Transition VMAF to use nv-codec-headers instead of driver linking by gedoensmax · Pull Request #1436 · Netflix/vmaf

gedoensmax · 2025-09-02T15:40:55Z

This still requires NVCC to be installed for now but it would at least enable shipping a CUDA prebuilt library with ffmpeg as default I believe as the CUDA driver is dynamically loaded.

@kylophone Would it be possible to build this setup in the current CI ?

@BtbN to dynamically load the cuda driver I relied on your nv-codec-headers, but these are missing some driver functions we have been using in VMAF. Would it be possible to add these ?

cuCtxSynchronize
cuCtxGetStreamPriorityRange
cuStreamCreateWithPriority
cuMemHostAlloc
cuMemFreeHost
cuMemAllocAsync // not used yet, but it's counter part
cuMemFreeAsync
cuLaunchHostFunc

While there is no graph usage so far it would be great to have CUDA graph support as well, but these seem to be quite a few functions.

BtbN · 2025-09-02T15:54:13Z

You can PR them to https://code.ffmpeg.org/FFmpeg/nv-codec-headers if you like, adding new driver functions is never a huge deal.

You can most likely also get rid of the nvcc dependency by just using clang, like FFmpeg does. Practically every distribution of clang comes with nvptx support. You'll need to build a small header that defines all the interfaces you use though, but usually it's not all that many.

gedoensmax · 2025-09-02T16:13:56Z

@BtbN would it be possible for you to help me with these changes ? For me this contribution has to go through legal etc., I am working with the Aachen DevTech team :)

BtbN · 2025-09-02T16:18:04Z

Something I just noticed: You are still using cudart, aren't you?
That in itself will always pull in CUDA directly, I think, so you dynamically loading the driver API does not remove the runtime dependency. Or am I missing something there?

gedoensmax · 2025-09-02T16:34:40Z

I am only querying for cudart to get the path to nvcc. But yes you are right I forgot to delete -lcuda that being said it was not used anyway.
ldd at least tells me there is no CUDA required. But I have not tested on a CPU machine yet.

BtbN · 2025-09-02T16:40:38Z

Interesting, I'd have thought that adding cuda_rt_api_dependency to cuda_dependency, which ultimately ends up in the dependencies of the lib, would link against it. Might have misread the meson script then.
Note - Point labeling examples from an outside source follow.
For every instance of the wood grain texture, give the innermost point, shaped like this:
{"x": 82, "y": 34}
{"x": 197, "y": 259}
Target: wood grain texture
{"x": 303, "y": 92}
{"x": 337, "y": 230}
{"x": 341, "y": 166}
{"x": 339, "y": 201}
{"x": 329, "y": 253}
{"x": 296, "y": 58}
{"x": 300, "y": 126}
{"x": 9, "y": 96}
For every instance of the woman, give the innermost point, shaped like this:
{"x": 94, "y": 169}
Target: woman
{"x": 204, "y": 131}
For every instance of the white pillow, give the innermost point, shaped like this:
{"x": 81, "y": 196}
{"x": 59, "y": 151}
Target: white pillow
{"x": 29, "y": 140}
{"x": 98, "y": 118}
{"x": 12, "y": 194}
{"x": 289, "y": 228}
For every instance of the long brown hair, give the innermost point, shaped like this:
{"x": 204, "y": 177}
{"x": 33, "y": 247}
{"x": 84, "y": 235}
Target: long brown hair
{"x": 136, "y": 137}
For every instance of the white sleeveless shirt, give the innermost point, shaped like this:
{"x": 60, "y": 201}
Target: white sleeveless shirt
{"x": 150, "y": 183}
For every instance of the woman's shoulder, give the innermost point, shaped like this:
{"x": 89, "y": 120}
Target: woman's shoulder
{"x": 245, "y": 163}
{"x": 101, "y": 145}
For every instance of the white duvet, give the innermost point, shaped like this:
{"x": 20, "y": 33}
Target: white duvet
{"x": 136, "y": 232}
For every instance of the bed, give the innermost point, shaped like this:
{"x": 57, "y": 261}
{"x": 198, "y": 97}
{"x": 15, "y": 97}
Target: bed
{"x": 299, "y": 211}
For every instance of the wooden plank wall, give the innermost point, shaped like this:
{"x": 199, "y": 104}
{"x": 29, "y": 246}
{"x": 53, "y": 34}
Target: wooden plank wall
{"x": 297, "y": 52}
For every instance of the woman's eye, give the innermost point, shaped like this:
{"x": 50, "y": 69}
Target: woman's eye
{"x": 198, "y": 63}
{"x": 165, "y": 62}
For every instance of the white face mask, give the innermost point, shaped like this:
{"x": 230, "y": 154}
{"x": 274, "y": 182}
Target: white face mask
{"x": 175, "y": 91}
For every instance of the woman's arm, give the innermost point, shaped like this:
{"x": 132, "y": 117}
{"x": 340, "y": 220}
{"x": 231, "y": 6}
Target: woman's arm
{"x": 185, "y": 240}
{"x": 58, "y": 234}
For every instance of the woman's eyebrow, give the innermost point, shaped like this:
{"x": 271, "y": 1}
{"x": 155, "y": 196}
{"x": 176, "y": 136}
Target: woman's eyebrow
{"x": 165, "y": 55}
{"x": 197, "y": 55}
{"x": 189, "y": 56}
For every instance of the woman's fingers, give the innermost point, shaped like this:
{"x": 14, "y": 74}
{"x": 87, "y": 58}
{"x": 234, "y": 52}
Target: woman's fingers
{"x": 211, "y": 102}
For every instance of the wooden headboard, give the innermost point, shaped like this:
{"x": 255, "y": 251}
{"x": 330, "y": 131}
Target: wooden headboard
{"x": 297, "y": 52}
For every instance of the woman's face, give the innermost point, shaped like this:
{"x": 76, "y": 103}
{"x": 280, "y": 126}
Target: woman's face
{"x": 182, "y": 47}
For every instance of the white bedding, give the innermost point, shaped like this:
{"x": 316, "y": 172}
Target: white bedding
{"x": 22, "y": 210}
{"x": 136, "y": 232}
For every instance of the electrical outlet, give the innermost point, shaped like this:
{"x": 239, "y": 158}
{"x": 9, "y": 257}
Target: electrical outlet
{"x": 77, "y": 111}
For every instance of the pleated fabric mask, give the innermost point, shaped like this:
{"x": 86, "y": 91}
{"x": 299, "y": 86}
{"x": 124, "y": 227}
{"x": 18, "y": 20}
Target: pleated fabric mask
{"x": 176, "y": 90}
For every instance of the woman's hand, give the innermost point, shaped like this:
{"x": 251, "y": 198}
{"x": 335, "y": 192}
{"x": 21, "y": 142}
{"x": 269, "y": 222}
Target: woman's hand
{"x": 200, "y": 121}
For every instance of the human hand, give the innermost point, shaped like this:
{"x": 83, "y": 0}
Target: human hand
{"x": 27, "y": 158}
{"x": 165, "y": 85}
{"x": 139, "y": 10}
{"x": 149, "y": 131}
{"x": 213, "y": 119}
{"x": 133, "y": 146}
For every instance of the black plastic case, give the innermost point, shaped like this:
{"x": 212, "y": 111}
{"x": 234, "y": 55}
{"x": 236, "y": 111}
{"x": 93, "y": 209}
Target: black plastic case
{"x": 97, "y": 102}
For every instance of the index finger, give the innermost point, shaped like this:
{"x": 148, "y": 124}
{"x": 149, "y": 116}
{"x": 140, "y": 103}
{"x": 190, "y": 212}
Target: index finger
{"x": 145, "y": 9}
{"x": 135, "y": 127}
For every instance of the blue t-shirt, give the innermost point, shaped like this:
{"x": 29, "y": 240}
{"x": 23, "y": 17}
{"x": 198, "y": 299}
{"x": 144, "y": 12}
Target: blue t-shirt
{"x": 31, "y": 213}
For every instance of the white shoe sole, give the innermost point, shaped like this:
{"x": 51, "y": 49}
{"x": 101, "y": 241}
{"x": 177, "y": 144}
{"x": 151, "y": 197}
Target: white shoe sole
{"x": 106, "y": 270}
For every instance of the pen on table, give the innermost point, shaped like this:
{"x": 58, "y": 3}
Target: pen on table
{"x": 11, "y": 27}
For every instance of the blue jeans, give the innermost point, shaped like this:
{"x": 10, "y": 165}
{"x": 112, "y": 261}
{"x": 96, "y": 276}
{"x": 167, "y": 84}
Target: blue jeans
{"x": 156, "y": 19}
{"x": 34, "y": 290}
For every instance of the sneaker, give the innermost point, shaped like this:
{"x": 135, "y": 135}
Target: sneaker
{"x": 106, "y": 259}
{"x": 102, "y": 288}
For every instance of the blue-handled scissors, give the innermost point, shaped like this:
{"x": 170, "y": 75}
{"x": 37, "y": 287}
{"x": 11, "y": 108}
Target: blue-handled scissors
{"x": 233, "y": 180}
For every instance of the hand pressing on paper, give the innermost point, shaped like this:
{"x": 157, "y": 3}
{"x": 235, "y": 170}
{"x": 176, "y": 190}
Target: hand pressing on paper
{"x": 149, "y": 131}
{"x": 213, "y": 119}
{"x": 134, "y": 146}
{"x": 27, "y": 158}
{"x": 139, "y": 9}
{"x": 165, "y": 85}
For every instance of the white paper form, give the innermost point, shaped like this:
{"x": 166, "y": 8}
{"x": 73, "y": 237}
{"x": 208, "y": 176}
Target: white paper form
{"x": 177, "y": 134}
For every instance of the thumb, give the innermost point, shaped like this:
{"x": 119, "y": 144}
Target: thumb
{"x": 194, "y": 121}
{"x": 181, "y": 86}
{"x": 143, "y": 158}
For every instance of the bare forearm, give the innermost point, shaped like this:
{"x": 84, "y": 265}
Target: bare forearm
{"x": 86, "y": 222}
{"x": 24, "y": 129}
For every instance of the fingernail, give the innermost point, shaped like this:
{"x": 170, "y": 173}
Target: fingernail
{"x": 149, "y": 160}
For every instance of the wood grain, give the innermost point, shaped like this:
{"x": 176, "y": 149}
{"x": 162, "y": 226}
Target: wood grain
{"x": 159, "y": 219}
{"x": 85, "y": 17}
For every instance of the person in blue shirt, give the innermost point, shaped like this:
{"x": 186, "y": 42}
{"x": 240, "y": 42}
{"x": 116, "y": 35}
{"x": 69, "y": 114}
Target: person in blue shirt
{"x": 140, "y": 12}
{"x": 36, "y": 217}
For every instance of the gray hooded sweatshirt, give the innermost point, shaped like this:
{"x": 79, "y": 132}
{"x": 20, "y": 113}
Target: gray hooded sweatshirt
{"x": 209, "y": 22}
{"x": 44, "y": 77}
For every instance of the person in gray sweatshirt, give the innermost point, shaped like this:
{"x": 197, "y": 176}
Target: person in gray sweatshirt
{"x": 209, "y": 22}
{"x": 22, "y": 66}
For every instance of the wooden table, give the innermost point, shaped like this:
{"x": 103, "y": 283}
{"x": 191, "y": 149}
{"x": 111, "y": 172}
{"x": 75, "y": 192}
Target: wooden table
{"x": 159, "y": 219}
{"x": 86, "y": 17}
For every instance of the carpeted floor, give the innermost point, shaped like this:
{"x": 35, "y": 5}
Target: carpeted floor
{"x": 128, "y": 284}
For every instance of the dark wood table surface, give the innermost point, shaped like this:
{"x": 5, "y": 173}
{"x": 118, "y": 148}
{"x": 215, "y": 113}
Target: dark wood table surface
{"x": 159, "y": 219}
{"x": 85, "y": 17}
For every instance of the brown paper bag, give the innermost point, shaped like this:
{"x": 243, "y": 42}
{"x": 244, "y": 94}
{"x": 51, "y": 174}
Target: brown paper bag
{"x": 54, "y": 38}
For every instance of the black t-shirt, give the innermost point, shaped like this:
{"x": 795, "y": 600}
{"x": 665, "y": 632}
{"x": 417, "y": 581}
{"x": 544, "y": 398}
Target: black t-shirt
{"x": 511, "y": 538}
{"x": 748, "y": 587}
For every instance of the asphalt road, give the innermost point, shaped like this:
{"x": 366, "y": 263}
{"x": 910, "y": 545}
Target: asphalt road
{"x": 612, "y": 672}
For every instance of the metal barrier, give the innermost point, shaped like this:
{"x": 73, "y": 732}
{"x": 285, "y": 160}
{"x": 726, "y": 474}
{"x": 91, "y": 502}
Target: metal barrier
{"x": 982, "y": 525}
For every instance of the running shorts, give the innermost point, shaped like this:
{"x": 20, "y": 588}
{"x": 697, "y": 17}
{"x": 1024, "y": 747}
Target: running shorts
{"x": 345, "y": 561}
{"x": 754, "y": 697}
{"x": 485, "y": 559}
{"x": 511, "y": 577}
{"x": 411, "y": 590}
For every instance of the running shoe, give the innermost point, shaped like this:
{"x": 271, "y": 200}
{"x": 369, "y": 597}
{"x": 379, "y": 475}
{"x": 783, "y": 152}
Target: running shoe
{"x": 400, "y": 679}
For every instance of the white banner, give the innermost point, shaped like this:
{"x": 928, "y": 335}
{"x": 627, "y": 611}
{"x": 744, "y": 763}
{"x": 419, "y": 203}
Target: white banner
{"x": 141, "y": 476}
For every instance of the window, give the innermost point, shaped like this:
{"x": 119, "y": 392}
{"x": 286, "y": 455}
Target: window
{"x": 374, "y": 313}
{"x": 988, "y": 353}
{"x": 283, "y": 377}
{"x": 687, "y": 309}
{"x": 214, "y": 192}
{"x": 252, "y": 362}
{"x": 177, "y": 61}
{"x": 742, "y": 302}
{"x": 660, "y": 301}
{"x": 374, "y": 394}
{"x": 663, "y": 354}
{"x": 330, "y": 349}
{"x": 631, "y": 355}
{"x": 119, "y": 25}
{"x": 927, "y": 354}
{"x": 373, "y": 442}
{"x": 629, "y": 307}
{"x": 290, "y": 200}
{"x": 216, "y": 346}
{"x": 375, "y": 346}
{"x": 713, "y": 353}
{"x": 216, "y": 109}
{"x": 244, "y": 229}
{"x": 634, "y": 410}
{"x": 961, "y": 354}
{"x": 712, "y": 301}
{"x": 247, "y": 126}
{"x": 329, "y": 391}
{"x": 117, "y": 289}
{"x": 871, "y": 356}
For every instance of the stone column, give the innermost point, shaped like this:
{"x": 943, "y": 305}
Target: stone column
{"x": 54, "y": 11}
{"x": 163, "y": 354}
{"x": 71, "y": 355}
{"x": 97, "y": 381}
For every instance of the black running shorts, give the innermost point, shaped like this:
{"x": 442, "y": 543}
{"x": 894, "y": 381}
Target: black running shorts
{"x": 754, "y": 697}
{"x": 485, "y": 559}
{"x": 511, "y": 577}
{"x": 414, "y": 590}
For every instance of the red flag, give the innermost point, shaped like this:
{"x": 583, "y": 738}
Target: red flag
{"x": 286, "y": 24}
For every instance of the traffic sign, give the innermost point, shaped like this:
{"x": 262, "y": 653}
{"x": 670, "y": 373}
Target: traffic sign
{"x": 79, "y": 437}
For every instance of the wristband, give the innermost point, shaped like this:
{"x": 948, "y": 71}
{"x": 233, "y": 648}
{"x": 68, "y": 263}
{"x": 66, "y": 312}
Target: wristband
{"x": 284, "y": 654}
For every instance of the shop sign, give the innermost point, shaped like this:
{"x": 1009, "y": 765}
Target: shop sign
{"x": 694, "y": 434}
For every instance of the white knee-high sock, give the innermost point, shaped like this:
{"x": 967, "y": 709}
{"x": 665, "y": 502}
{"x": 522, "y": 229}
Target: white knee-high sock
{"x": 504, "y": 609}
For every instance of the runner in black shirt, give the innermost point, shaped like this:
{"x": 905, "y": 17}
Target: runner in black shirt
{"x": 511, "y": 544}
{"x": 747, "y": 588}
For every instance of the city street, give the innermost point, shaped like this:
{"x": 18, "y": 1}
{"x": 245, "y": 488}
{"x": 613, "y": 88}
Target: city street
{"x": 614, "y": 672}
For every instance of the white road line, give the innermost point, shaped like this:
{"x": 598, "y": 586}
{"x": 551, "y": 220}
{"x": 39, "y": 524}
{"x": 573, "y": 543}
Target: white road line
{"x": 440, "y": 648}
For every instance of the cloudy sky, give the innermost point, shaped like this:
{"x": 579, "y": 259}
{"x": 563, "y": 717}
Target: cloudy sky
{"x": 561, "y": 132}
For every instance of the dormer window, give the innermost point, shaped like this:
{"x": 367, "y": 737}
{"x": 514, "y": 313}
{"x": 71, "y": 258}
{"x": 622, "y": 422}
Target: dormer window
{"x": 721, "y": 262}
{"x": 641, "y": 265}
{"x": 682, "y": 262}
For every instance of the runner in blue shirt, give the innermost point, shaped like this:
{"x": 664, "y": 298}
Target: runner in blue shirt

gedoensmax · 2025-09-02T16:50:47Z

I do not understand meson very well :D I just relied on ldd to be honest.

kylophone · 2025-09-02T18:15:59Z

@BtbN

You can PR them to https://code.ffmpeg.org/FFmpeg/nv-codec-headers if you like, adding new driver functions is never a huge deal.

Made a PR here: https://code.ffmpeg.org/FFmpeg/nv-codec-headers/pulls/1. Let's review over on Forgejo.

@gedoensmax Could you please test your libvmaf changes with the updated nv-codec-headers and let me know if everything is working?

gedoensmax · 2025-09-03T14:50:30Z

@kylophone I adopted the remaining functions from your patch - thanks for the quick turnaround.

@BtbN Also thanks for noting that there was still some dependency on CUDA RT that was accidentally introduced indeed and the build was failing without since from debugging it was still adding the .cu files to the sources.

gedoensmax · 2025-09-17T13:54:07Z

I managed to use clang to compile all CUDA code, but I did not manage to compile without CUDA toolkit present since a lot to device intrinsics are not defined in the ffmpeg cuda_runtime headers. NVCC compilation is much more reliable and gives a better user experience since no PTX compilation at runtime is needed.

I also updated the Dockerfiles so that they will work as shown below, to explicitly disable gpu one can also use the --gpumask now.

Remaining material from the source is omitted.